Nous sommes donc revenus en France fin décembre 1937 et le premier janvier 1938, j’étais de retour à l’Institut de Biologie Physico-chimique. A l’époque, j’avais fait une quarantaine de publications et j’avais le doctorat viennois. En avril, j’ai passé mon doctorat ès sciences à Paris sans avoir eu le moindre directeur de recherche français car j’avais écrit ma thése en russe ! Il y avait là le Professeur Wurmser, le pr. Eugène Aubel qui m’ont accueilli car j’avais la bonne odeur, si je peux dire, d’un expulsé d’URSS et ils m’ont aidé à obtenir une bourse d’attaché de recherches .Voila comment a commencée ma carrière au CNRS. Jusqu’à , ’Anschluss, mon pére avait pu m’aider. Ma femme, elle, travaillait à la Statistique générale de la France. Puis j’ai été naturalisé en décembre 1938, mobilisé au début de la guerre et notre quatrième enfant est né alors que j’étais simple soldat. Les chimistes étaient simples soldats, alors que les pharmaciens, les médecins, étaient lieutenants ! Or, comme deuxième classe, je pouvais être démobilisé à la naissance du quatrième enfant. Bien sûr, j’en ai profité parce qu’on me faisait faire des choses idiotes. Présentations d’armes et exercices divers sur la scène de la Mutualité ! J’étais d’ailleurs affecté dans un bataillon de naturalisés où on n’était pas trés bien traité par les sous-offs.

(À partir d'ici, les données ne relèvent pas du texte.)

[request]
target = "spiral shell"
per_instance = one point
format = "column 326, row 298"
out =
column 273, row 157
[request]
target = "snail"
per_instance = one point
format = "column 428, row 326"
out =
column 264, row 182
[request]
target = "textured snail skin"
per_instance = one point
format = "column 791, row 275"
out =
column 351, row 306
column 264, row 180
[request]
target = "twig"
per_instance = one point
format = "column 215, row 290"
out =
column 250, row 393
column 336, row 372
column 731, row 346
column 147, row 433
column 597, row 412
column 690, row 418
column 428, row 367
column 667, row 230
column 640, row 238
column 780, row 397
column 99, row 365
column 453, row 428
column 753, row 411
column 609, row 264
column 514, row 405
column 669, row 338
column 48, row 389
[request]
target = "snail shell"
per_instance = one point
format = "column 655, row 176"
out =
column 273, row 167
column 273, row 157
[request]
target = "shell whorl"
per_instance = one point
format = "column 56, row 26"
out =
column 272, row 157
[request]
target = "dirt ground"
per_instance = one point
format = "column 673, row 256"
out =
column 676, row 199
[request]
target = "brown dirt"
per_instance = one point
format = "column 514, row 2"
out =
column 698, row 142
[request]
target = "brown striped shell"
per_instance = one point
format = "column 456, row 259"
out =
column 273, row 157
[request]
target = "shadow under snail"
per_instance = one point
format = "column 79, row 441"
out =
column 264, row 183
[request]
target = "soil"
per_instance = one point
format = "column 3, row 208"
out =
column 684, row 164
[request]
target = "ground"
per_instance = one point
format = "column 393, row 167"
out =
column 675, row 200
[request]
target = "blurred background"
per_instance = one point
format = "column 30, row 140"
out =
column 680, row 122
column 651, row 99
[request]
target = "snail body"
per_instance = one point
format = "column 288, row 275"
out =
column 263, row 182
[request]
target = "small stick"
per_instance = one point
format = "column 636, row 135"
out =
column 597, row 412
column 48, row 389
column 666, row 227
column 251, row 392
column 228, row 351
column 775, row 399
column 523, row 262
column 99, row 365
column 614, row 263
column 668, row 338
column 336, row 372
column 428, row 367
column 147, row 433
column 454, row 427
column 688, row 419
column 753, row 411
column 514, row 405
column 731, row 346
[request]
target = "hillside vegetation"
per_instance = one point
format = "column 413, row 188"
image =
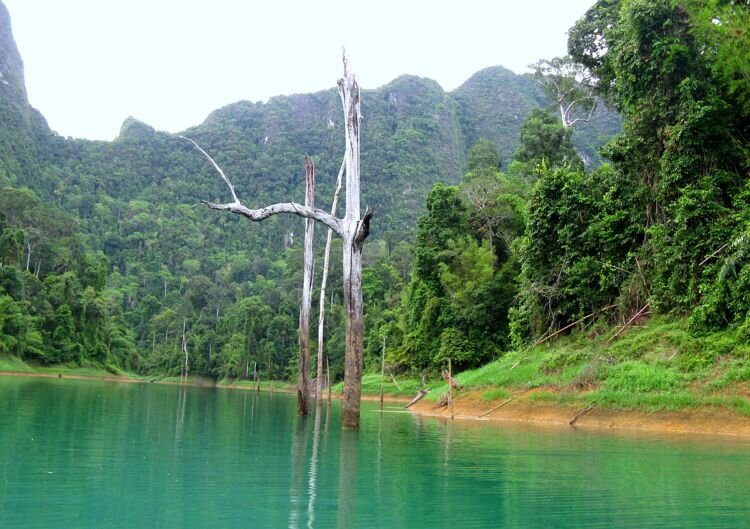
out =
column 497, row 225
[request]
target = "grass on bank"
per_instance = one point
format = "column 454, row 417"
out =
column 657, row 366
column 14, row 364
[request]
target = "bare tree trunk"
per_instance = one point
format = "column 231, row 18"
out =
column 382, row 375
column 323, row 284
column 352, row 229
column 184, row 348
column 355, row 232
column 303, row 378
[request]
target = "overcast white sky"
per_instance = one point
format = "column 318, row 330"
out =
column 92, row 63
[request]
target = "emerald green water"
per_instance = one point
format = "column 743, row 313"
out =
column 81, row 454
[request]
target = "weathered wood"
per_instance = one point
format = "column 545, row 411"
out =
column 352, row 229
column 355, row 232
column 581, row 414
column 303, row 374
column 420, row 395
column 382, row 375
column 542, row 340
column 184, row 349
column 323, row 285
column 451, row 385
column 503, row 403
column 448, row 377
column 328, row 378
column 395, row 382
column 631, row 320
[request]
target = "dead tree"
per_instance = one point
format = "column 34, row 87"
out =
column 303, row 377
column 352, row 229
column 323, row 284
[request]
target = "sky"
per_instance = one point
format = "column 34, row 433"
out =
column 90, row 64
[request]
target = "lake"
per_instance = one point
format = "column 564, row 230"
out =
column 90, row 454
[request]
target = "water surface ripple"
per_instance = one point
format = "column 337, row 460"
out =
column 89, row 454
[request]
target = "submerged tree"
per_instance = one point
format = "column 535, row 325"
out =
column 353, row 230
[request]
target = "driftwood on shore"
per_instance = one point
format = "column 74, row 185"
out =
column 420, row 394
column 452, row 382
column 581, row 414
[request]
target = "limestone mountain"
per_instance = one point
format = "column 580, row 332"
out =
column 157, row 268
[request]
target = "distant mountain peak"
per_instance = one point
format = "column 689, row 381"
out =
column 134, row 128
column 12, row 84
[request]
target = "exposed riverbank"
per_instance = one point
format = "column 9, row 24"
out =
column 525, row 408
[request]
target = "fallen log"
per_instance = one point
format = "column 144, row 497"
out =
column 420, row 394
column 581, row 414
column 452, row 382
column 631, row 320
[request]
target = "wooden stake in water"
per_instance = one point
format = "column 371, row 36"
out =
column 382, row 375
column 328, row 376
column 450, row 387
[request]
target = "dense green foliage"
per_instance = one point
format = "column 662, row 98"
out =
column 110, row 258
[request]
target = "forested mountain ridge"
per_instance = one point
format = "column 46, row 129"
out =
column 108, row 255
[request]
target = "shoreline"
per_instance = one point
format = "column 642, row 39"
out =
column 470, row 406
column 704, row 421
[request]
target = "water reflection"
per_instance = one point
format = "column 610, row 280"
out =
column 121, row 456
column 347, row 505
column 312, row 483
column 299, row 464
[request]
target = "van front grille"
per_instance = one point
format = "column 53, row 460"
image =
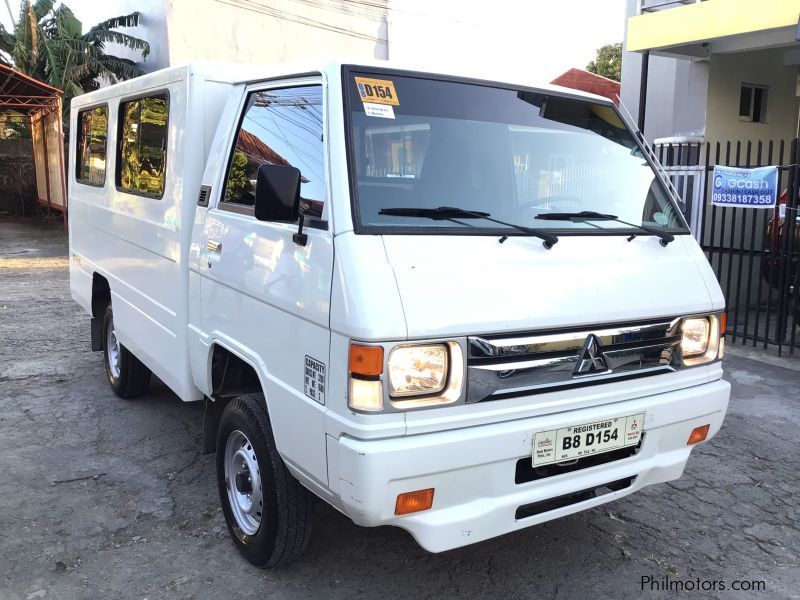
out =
column 524, row 364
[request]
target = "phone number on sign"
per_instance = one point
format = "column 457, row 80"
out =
column 751, row 199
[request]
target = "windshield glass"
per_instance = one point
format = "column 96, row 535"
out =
column 516, row 154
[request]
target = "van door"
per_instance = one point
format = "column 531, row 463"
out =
column 263, row 295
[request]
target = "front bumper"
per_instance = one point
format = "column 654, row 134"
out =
column 473, row 469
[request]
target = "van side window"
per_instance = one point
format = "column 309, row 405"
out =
column 90, row 157
column 280, row 127
column 142, row 147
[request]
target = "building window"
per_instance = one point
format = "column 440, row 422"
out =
column 90, row 158
column 280, row 127
column 142, row 148
column 753, row 103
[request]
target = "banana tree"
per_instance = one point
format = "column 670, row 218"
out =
column 48, row 44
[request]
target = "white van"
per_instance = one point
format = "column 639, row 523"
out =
column 456, row 306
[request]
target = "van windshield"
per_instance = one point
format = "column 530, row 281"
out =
column 513, row 153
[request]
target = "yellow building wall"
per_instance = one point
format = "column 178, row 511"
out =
column 707, row 21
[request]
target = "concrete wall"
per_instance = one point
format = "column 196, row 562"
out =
column 676, row 92
column 152, row 26
column 269, row 32
column 765, row 67
column 244, row 30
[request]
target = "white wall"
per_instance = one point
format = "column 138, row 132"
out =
column 259, row 31
column 152, row 25
column 250, row 31
column 765, row 67
column 676, row 92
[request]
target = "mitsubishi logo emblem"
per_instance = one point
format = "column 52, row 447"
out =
column 591, row 360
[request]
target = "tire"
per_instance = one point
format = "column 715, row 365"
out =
column 277, row 534
column 127, row 375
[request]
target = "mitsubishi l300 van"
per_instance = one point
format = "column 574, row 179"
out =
column 453, row 305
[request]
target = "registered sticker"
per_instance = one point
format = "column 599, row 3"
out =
column 314, row 380
column 577, row 441
column 377, row 91
column 384, row 111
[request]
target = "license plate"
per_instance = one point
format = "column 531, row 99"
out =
column 577, row 441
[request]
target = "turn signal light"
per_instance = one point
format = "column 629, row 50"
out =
column 698, row 435
column 366, row 360
column 414, row 502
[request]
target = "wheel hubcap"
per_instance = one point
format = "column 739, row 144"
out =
column 243, row 481
column 113, row 351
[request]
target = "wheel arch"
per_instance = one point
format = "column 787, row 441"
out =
column 232, row 373
column 101, row 296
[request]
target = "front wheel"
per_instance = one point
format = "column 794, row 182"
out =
column 127, row 375
column 268, row 512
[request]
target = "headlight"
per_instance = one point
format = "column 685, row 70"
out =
column 417, row 370
column 411, row 376
column 695, row 339
column 702, row 339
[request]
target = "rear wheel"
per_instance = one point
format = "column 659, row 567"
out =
column 269, row 513
column 127, row 375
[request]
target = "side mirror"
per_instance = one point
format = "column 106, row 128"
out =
column 277, row 193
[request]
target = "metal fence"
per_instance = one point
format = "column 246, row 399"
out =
column 755, row 253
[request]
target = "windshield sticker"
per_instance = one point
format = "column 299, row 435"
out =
column 377, row 91
column 384, row 111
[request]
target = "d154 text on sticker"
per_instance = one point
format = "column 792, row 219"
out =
column 377, row 91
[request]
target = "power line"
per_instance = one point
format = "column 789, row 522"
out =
column 257, row 7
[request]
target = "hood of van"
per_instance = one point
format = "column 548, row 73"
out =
column 464, row 285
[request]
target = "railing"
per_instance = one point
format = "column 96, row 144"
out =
column 754, row 253
column 646, row 6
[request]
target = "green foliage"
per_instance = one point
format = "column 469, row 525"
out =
column 47, row 43
column 239, row 184
column 144, row 127
column 608, row 62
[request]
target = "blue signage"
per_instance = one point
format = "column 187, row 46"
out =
column 754, row 188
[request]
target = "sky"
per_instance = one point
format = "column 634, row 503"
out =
column 543, row 38
column 540, row 38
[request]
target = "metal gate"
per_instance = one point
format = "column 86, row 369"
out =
column 755, row 253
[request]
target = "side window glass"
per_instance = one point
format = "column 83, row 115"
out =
column 280, row 127
column 90, row 159
column 142, row 150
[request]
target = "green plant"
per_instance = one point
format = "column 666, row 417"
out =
column 608, row 62
column 48, row 44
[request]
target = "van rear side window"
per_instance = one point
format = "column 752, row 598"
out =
column 90, row 160
column 142, row 147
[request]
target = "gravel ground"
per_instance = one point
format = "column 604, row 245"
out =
column 105, row 498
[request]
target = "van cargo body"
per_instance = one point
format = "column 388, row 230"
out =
column 457, row 306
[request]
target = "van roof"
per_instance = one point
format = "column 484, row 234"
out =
column 248, row 72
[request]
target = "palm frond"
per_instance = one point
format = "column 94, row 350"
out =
column 100, row 37
column 42, row 7
column 131, row 20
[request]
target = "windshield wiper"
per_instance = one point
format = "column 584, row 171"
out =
column 590, row 215
column 450, row 212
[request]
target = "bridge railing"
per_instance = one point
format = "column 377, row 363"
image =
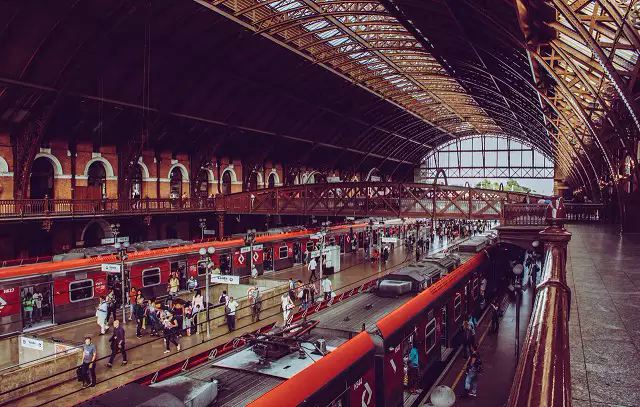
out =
column 543, row 374
column 42, row 208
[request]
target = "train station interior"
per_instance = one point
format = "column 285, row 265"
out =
column 327, row 203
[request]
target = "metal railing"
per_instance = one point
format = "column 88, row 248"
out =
column 543, row 375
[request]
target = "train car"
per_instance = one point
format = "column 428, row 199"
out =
column 71, row 284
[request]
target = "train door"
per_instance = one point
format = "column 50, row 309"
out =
column 444, row 332
column 36, row 303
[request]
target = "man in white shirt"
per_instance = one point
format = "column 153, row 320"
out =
column 313, row 264
column 232, row 306
column 326, row 288
column 37, row 305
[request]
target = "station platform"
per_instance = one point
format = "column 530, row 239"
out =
column 604, row 325
column 146, row 355
column 497, row 352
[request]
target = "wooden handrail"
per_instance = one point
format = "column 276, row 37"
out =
column 543, row 375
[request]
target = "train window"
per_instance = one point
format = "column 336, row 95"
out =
column 202, row 268
column 80, row 290
column 457, row 307
column 474, row 290
column 430, row 336
column 151, row 277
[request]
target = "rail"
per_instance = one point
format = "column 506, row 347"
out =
column 385, row 199
column 543, row 375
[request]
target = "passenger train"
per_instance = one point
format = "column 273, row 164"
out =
column 72, row 283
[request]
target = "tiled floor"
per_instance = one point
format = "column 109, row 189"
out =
column 146, row 354
column 603, row 273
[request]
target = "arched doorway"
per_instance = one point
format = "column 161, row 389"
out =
column 226, row 183
column 272, row 180
column 253, row 181
column 136, row 182
column 41, row 180
column 97, row 181
column 175, row 183
column 202, row 184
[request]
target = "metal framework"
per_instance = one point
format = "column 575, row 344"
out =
column 363, row 41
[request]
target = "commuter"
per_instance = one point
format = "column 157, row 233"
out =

J’ai donc repris mes fonctions au CNRS et, en 1940, Claude Fromageot, professeur de biochimie à Lyon, a obtenu ma promotion d’attaché à chargé de recherche pour travailler dans son laboratoire. Je suis donc resté AR jusqu’à mon exclusion du CNRS en 1941, suite à la législation anti-juive de Vichy. En fait, j’ai été réintégré au printemps 1944, quand Vichy a vu que ça tournait mal et qu’on a réintroduit des exceptions pour les Juifs qui avaient une femme française, donc une famille aryenne ...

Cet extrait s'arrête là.